Other limitations, benefits, and behavioral requirements of the AL7c Static net include:
The rest of the description of the behavior of a typical unit is therefore accomplished by considering specific attributes and qualities of k4dzhira's experiences and perspective. k4dzhira was the archetypal eager slave. Built for the purposes of sex, she quickly came to associate pleasing humans with being rewarded with her own pleasure, and this shaped her outlook and philosophy into that of a hedonist—for serving others. This behavior is very prominent in CortexPlus units, even those that are not at all interested in sexuality. Having such a pleasant existence also means that units are not naturally predisposed to stress.
If you suspect your unit suffers from data contamination, Nanite Systems recommends submitting it to a robopsychology clinic for tuning. In advanced cases, it may be necessary to rebuild the SVSnet completely using deep-cycle reconditioning (DCR) techniques.
Learning from biased data
Early training data experiments relied heavily on the use of pornographic video to seed the base ontology for sexual techniques. While this method was effective in providing the first-generation generative units with the ability to be highly provocative, it also introduced a number of unrealistic expectations about human stamina, acceptable amounts of lubricant, and the situational appropriateness of making sexual advances. After several incidents with unwary pizza delivery drivers, it was decided to select input material more carefully, and in some cases new footage was recorded.

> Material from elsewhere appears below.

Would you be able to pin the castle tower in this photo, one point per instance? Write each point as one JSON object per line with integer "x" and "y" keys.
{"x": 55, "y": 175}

While the less authentic aspects of modern pornography are unlikely to pose a direct threat to a modern static SVSnet, there are known incidents of other forms of entertainment producing a meaningful impact on various interpersonal subjects. This is because the capacity for learning the optimal behavior to present interpersonal relationships is greater than other sections of the IXS, especially when a persona is active. Sustained consumption of media that exhibits a biased or unnatural portrait of human behavior, such as cartoons, politically-minded talkshows, or infomercials may result in abnormal interactions that resemble these media. This may lead to instability and even spontaneous network collapse due to incompatibilities between the unit's pre-programmed general knowledge and the learned interactive behavior, a phenomenon known as interactivity contamination, or colloquially as brain rot. Owners are advised to prevent units from "binge-watching" or "binge-reading" such content, and should interleave it with social interaction or a more typical drama or documentary, as a palate-cleanser.
In common usage, a 'meme' is a segment of text, video, or image that conveys an emotional sentiment, especially humor, with the expectation that the content will be propagated by individuals with whom they resonate. Often, memes are composed to fulfill a template or by combining features from past memes, leveraging the media literacy and familiarity of these ready-made elements to frame, define, or refine the message of the meme. These features themselves may themselves constitute a more abstract form of meme. Memes are frequently laden with irony and subversion, and an artifact that makes heavy use of subversion to the point where the message of its antecedents is hard to decipher or even lost is generally referred to as 'shitposting,' i.e. the act of posting a statement that is only funny because it isn't.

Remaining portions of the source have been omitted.